Sadece sulara veya deniz canlılarına zarar geldiğini düşünenler olsa da tükettiğimiz balıklarla veyahut içtiğimiz su kaynaklarıyla bizler de doğrudan etkileniyoruz. İngiltere’de gelişim çağındaki gençler üzerinde yapılan bir araştırma da bunun kanıtlarından biri aslında. Gençlerin yüzde 90’ı vücutlarında plastik şişelerde bulunan, hem hormonal hem de üreme sistemlerini olumsuz etkileyen Bisphenol A (BPA) maddesini taşıyormuş. İklimsel değişikliklerle, bilinçsiz tüketimle kurumaya yüz tutan birçok tatlı su kaynaklarımız olmasıyla birlikte bir de plastik atıklar veya diğer atıklarla sularımızı kirletiyor, doğanın bize sunduğu kaynakları kendi ellerimizle yok ediyoruz. Türkiye’deki yüzey sularının, derelerin ve göllerin yüzde 79’unun kirlenmiş durumda olduğunu ve bu rakamın da yaklaşık yüzde 60’ının içme suyu olarak kullanılamayacak nitelikte olması da durumun veha:metini hayatımızın içinden gösteriyor. Aslında su kaynaklarımızı kirletmek, sadece içme suyumuzu azaltmakla, yok etmekle kalmıyor; soluduğumuz oksijenin yüzde 70’inin kaynağı olan denizdeki canlıları yok etmek yani nefes almak ve su içmek gibi temel ihtiyaçlarımızı yani canımızı kaybetmek de demek oluyor…

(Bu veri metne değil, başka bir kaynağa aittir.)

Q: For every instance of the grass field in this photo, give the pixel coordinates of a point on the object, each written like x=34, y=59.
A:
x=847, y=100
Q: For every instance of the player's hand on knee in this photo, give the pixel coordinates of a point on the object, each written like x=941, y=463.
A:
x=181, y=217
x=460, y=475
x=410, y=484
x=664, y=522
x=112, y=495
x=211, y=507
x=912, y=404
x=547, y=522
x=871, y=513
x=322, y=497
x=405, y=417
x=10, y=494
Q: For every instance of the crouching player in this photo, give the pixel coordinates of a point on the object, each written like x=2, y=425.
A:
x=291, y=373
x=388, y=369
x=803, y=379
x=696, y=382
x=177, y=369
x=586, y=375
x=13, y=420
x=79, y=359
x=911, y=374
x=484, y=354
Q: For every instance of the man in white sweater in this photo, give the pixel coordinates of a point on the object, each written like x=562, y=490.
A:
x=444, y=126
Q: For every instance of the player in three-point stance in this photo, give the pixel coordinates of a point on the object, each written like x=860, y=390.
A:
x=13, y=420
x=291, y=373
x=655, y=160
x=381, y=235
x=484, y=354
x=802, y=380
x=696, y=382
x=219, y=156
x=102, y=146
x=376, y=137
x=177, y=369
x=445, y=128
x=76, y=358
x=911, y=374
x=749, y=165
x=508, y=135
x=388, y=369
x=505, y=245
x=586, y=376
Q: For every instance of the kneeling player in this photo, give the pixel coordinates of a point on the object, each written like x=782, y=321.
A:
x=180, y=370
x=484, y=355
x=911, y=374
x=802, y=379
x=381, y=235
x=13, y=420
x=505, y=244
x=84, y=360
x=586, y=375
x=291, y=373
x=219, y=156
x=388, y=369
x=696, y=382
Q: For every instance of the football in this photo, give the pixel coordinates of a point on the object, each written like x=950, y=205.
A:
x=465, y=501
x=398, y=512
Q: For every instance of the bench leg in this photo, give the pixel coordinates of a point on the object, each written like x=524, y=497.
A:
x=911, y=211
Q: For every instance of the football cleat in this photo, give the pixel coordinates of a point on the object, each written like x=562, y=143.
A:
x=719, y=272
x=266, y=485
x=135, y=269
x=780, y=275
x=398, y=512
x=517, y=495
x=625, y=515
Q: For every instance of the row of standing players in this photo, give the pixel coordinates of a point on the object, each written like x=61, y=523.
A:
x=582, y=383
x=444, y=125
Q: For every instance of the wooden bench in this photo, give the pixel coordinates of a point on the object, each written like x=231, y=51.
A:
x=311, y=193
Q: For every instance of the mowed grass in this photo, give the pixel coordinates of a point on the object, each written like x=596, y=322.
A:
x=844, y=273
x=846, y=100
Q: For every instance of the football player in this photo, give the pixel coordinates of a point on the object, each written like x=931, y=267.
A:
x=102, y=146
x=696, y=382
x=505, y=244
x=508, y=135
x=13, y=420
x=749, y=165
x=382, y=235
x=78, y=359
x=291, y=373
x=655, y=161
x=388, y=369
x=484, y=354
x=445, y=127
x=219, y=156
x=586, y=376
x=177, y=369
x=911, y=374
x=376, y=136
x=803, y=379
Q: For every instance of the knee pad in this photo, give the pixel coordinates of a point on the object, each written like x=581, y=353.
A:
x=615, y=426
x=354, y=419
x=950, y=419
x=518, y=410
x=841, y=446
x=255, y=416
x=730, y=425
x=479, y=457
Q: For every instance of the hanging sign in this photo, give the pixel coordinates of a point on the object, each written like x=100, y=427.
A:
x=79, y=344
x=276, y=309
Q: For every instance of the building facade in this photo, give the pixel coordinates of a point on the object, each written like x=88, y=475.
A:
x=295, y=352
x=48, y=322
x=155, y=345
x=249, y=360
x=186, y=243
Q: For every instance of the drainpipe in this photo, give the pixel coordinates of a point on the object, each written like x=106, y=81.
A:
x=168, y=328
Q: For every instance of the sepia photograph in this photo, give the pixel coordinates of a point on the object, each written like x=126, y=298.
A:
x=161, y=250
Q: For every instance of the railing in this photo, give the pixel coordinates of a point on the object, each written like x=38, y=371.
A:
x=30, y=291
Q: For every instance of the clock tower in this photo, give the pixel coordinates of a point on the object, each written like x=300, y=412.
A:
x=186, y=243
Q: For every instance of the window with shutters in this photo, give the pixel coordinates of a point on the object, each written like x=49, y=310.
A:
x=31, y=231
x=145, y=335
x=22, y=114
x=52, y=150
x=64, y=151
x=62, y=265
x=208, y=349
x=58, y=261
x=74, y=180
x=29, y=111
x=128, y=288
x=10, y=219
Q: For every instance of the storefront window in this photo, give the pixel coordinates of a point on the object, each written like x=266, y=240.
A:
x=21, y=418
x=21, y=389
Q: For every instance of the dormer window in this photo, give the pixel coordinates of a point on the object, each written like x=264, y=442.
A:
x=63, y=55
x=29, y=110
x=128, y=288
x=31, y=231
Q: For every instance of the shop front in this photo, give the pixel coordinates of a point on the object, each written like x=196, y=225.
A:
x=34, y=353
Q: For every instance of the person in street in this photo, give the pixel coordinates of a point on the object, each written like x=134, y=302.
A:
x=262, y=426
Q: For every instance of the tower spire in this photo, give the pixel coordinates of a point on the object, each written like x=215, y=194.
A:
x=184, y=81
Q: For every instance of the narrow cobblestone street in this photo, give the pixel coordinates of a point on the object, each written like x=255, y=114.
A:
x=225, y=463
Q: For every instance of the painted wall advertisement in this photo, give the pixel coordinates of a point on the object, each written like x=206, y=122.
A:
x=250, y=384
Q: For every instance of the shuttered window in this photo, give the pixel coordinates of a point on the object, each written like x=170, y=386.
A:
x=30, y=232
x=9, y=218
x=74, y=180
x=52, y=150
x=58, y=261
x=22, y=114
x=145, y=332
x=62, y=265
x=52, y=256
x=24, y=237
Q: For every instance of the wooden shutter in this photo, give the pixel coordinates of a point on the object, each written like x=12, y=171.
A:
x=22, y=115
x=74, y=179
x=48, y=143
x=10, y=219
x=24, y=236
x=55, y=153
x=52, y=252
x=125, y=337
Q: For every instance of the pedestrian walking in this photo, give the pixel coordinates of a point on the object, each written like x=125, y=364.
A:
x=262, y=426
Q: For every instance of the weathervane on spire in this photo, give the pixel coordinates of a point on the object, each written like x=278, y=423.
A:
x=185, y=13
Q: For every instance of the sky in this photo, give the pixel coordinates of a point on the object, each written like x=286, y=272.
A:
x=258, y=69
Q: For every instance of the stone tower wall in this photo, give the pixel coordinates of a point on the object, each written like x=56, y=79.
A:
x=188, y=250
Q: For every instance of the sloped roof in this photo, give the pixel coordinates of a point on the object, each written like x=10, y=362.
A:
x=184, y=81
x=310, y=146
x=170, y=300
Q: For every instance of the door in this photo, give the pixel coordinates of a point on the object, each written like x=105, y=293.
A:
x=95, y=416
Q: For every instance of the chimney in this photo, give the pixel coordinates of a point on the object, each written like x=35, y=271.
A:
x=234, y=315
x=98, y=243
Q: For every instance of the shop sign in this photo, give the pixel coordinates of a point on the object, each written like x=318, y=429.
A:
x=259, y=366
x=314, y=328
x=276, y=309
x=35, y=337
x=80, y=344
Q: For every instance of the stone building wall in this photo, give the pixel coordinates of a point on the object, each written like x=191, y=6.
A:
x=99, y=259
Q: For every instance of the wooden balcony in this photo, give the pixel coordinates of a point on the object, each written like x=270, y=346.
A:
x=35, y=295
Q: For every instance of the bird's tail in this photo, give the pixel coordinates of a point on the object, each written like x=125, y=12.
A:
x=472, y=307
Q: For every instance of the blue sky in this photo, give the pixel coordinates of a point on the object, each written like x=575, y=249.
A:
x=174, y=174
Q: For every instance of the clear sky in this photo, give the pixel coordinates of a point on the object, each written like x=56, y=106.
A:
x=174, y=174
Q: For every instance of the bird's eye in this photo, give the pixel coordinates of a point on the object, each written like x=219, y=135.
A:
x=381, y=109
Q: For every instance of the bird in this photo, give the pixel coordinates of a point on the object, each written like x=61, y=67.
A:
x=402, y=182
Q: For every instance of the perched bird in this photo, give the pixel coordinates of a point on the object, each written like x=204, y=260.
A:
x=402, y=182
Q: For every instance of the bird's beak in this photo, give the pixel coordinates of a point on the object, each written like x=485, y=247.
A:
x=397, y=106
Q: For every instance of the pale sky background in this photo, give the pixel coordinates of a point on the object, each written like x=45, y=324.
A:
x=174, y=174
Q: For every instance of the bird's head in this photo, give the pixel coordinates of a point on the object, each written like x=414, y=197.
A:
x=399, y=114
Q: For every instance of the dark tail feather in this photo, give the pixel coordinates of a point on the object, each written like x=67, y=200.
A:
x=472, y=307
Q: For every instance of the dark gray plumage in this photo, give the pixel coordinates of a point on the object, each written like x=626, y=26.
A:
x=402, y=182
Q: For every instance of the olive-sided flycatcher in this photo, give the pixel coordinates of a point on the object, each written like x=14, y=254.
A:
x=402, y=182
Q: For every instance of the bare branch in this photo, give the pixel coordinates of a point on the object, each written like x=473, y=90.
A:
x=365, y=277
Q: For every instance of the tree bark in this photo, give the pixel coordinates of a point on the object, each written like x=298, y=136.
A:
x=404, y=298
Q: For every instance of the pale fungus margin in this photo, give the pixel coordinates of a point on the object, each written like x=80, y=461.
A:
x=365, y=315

Dünya genelinde 2015’te yapılan bir çalışmaya göre her yıl karadan denizlere 8 milyon ton plastik atılıyor. Yine bu çalışmaya göre, önlem alınmadığı takdirde 2025 itibariyle yılda 17,5 milyon ton plastik atık okyanuslara girebilir. Ve de 2050 yılında da deniz canlılarından daha çok plastik atığı okyanuslarda görmek de mümkün olabilir. Dünya özellikle 2018 yılında bu tehlikeye dikkat çekmek için kampanyalar, projeler yaptı ve şuanda da yapmaya devam ediyor. Ülkeler, şirketler, sivil toplum kuruluşları hala ümit varken dünyanın geleceği için harekete geçti. Geri dönüştürülebilir ambalajlar tasarlayan bazı özel şirketler, sahil kesimlerinde atıkların toplandığı etkinlikler (Özellikle 15 Eylül 2018 dünya temizlik gününde Türkiye de dahil dünyanın pek çok yerinde bu aktiviteler yapıldı.), dikkat çekmek için Pasifik Okyanusunu 180 günde yüzerek geçen Ben Lecomte, doğa için atılan adımlardan birkaçı. Uluslararası çevre koruma örgütü Greenpeace de “Plastikten Kurtulun” isimli kampanyasının bünyesinde 42 ülkeden 10 bin gönüllü denizlerdeki plastik kirliliğini de denetledi.9 ay süren incelemelerin sonucunda ise 239 deniz temizleme operasyonunda toplam 187 binden fazla plastik parçası toplandı.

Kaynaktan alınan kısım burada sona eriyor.